Агван-Доржи поднялся с прохладной земли, посмотрел в сторону моря и увидел в нем чуждое зимней заледенелости, нет, не то чтобы проталины, сияющие и черные, переливающиеся разноцветьем, это ему не в диковинку, другое что-то, исходящее из самого нутра моря, как бы даже ослабленность в духе, и поморщился, не понравились собственные ощущения, он даже подумал, что они не отражают истинной сущности моря. Но минуту-другую спустя у монаха не осталось сомнения в своей правоте. Это случилось, когда он разглядел чуть ли не у самого берега серебристо-черного тюленя. Тюлень покачивался на легкой волне промоины и не пытался взобраться на лед или еще как-то проявить свою соединенность с живым миром. В нем все было огрузло, ослабленно, бездыханно. «Он что, поменял форму?» — с тоской подумал Агван-Доржи.
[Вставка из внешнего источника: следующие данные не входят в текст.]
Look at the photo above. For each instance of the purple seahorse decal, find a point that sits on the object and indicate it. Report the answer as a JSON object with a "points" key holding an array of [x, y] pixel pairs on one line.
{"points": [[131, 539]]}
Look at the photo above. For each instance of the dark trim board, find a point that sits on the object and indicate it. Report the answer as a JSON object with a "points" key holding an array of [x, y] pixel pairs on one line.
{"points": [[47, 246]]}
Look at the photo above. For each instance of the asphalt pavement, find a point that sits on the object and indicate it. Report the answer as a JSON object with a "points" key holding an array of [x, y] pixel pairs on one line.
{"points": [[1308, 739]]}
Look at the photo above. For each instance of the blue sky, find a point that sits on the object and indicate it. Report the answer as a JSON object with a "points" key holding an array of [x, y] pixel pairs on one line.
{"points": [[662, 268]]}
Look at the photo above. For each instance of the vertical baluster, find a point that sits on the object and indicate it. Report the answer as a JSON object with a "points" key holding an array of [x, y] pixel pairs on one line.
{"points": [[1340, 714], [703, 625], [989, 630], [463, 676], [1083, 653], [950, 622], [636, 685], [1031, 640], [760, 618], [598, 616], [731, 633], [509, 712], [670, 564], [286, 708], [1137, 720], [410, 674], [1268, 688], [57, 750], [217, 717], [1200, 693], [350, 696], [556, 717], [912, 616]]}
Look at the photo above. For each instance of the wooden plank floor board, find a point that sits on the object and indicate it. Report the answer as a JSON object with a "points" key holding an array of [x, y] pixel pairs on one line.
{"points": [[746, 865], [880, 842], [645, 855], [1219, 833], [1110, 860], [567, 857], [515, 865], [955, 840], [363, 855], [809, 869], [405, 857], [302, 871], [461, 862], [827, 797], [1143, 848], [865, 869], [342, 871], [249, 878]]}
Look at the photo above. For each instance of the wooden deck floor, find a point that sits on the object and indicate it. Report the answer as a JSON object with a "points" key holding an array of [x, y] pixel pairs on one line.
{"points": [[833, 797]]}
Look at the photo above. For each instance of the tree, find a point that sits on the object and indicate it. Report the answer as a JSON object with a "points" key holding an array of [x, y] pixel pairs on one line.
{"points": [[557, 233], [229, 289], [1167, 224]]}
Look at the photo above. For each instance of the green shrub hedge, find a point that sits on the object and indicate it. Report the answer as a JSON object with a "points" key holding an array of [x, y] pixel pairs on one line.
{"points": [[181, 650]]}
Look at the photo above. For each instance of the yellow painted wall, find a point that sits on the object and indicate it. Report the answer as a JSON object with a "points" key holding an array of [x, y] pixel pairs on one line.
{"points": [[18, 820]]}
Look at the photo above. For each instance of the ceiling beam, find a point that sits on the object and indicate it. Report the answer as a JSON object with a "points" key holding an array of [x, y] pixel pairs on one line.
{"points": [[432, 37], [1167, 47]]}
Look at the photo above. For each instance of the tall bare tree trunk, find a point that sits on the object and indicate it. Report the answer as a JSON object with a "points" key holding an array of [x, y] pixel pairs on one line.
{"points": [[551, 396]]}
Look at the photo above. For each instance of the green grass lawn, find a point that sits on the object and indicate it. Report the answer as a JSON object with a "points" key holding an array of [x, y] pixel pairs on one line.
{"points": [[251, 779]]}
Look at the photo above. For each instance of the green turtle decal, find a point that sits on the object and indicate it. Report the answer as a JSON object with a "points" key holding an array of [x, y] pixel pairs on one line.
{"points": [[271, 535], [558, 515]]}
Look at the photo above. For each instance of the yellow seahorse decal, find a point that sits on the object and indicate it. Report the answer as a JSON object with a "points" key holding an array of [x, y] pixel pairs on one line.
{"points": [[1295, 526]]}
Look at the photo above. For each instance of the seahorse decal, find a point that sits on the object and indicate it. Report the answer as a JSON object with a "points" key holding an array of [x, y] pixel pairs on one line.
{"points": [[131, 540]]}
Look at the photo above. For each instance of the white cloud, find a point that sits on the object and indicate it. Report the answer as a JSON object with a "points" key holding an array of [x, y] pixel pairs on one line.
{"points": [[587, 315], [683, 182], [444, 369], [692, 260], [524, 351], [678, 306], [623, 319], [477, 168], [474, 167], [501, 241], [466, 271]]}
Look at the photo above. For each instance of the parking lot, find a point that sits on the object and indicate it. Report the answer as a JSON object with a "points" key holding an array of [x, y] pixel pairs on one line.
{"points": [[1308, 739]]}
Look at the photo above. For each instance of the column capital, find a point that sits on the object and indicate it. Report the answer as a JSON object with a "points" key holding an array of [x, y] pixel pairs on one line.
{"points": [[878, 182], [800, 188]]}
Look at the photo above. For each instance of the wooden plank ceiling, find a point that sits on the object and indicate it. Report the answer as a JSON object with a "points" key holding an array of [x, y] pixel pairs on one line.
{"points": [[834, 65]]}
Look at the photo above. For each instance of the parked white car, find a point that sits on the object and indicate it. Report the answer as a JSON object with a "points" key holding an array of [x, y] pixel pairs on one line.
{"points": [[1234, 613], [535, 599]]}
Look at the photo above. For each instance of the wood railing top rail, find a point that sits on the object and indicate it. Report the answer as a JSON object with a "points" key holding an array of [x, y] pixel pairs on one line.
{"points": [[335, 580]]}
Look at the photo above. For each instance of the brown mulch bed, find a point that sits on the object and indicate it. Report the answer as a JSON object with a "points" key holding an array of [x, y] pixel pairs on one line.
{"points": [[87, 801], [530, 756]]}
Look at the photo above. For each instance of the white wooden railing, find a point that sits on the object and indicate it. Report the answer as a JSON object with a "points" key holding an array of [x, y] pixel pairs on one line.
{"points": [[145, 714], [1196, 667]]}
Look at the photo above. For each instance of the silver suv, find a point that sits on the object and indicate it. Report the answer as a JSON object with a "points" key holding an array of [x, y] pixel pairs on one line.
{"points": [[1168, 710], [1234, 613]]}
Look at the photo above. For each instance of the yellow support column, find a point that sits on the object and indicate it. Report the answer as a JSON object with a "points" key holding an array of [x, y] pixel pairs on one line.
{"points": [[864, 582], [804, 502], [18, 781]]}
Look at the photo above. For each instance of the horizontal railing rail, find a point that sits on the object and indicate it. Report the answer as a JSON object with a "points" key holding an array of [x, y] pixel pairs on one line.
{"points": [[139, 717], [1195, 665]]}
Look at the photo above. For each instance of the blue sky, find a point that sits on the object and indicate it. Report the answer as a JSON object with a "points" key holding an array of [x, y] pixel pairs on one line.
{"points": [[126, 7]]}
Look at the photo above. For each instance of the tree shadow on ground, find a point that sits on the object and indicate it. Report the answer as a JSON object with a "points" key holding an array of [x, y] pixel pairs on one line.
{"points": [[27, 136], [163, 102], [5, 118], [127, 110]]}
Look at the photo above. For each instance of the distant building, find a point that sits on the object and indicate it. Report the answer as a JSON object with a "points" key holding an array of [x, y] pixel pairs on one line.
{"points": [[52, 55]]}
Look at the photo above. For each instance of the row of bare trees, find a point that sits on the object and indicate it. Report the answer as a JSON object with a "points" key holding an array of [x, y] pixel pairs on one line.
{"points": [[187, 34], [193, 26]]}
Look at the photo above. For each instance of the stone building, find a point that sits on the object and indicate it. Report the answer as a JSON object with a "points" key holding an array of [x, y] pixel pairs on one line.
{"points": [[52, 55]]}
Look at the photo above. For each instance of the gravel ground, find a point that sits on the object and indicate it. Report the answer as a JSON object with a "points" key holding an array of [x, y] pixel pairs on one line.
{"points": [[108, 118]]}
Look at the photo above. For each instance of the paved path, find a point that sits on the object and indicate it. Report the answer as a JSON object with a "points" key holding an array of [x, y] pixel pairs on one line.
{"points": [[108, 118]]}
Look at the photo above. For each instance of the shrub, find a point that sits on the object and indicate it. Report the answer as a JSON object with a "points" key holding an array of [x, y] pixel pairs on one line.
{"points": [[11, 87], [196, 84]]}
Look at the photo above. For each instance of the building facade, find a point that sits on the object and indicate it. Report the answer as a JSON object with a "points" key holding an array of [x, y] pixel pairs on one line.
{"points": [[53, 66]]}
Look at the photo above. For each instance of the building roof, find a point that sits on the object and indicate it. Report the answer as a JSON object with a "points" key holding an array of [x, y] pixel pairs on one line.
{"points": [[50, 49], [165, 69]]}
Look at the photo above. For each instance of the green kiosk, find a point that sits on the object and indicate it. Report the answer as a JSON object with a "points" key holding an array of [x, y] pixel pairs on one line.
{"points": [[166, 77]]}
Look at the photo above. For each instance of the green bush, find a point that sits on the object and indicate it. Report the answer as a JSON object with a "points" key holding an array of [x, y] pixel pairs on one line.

И эта тоска, в сущности совсем не свойственная ему, так полоснула по сердцу, что захотелось выть и метаться, подобно загнанному зверю. С большим трудом он удержал в себе вспыхнувшее чувство и подошел к самому окраю мутно-желтой воды и потянулся взглядом к полощущемуся, и явно не по своей воле, но согласно с движением морского течения, в круглой, как совиный глаз, полынье плоскоспинному тюленю, намереваясь понять, что произошло и отчего зверь не подает и слабых признаков жизни, когда услышал чей-то мягкий голос:

— Заметил на спине у тюленя красные пятна? Это следы от остроги. Пропал бедолага!

Агван-Доржи неспеша обернулся и увидел невысокого роста смуглолицего человека с круглыми проворными глазами и тут же вспомнил, что уже встречал его в каком-то поселье. Тот тогда подошел к нему и сказал с вялой усмешкой:

— Слыхал, слыхал о тебе. Вот ты какой, значит?.. — И, помедлив, добавил: — А ведь мы с тобой братья… братья по духу. Хотя, конечно… Кто я? Так, трын-трава. А может, нет?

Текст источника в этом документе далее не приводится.